2

I am trying to sort records and I encountered the below markup in a Visualforce Page:

<apex:commandLink action="{!ViewData}" value="Phone{!IF(sortExpression=='Phone',IF(sortDirection='ASC','?','?'),'')}">
    <apex:param value="Phone" name="column" assignTo="{!sortExpression}" > 
    </apex:param>
</apex:commandLink>

Here I know the use of <apex:param>, but I do not understand the IF function.
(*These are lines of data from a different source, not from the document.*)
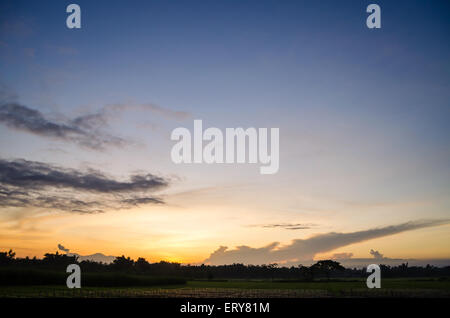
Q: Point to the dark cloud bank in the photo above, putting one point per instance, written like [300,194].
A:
[35,184]
[304,250]
[86,131]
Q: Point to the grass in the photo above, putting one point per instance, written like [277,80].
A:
[422,287]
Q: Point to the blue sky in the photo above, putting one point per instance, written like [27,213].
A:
[363,114]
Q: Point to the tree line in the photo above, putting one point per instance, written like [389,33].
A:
[324,269]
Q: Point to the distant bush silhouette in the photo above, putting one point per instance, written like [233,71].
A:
[125,271]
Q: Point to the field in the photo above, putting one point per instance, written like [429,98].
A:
[417,287]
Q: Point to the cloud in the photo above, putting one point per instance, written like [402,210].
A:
[85,130]
[301,250]
[376,254]
[289,226]
[23,118]
[62,248]
[35,184]
[342,255]
[111,110]
[96,257]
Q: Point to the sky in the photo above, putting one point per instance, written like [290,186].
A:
[86,117]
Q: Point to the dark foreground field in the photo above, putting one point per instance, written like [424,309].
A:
[417,287]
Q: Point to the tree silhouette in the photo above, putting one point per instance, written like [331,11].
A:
[326,267]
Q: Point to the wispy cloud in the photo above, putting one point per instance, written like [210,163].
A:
[81,130]
[289,226]
[35,184]
[301,250]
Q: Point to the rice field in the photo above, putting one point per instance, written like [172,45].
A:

Why is it being used in this way?

1
  • 1
    Visualforce isn't code, it's markup.
    – Adrian Larson
    Apr 19, 2018 at 18:12

2 Answers 2

12

This code was actually copy-pasted from a UTF-8 file to an ASCII file at some point, which turned the original symbols into "?", because they were not convertable from UTF-8. The original code probably should have looked like this:

Phone{!IF(sortExpression=='Phone',IF(sortDirection='ASC','▲','▼'),'')

This is a pretty common design; if the field is sorted by "sortExpression", then display either arrow, depending on if sortDirection is ascending or not.
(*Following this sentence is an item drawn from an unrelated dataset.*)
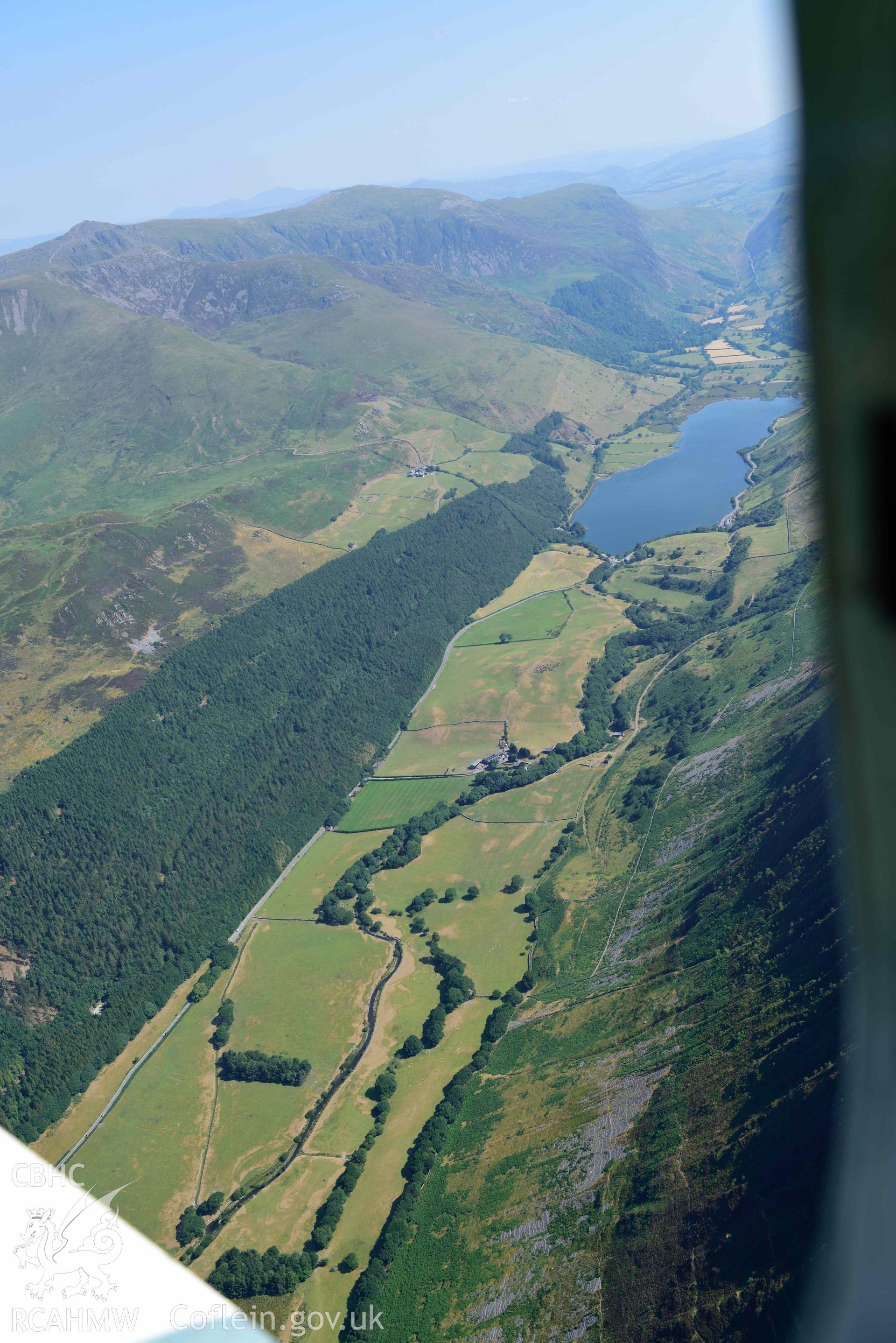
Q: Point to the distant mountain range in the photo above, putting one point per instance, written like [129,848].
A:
[743,174]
The apex:param on the next line is used by the apex:commandLink's ViewData method to set the sortExpression field to Phone when the command link is clicked, thus causing the sorting to change.

Edit: In fact, it may have literally been ripped from one of my older answers that demonstrates how to do this properly.

5

This code is very confused. Let's pull out the IF expression:

{!IF(sortExpression=='Phone', 
     IF(sortDirection='ASC',
        '?',
        '?'),
    '')}

This IF results in one of two values. If sortExpression is 'Phone', the whole IF evaluates to '?'. The inner IF() function effectively does nothing, returning "?" regardless of whether it is true or false. It could be replaced with the constant string '?'

If sortExpression is not 'Phone', the whole thing evaluates to an empty string, ''.

Edit: unfortunately I cannot delete this answer as it's already been accepted; please refer to sfdcfox's answer, which divined what was behind this code.

5
  • the code was very confusing that is why i didn't get much from it Apr 19, 2018 at 12:24
  • 1
    This answer, unfortunately, is incorrect.
    – sfdcfox
    Apr 19, 2018 at 13:56
  • I'm glad you caught the actual intent behind the code, which was not apparent to me, but I'd say it's the code that is wrong here!
    – David Reed
    Apr 19, 2018 at 13:59
  • 1
    @DavidReed It's still incorrect, as apex:param doesn't do what you think it does. Try looking at the answer I linked in my answer for an explanation of how it works.
    – sfdcfox
    Apr 19, 2018 at 14:02
  • Oy. You're quite right, of course, I misinterpreted that.
    – David Reed
    Apr 19, 2018 at 14:03

You must log in to answer this question.

Not the answer you're looking for? Browse other questions tagged .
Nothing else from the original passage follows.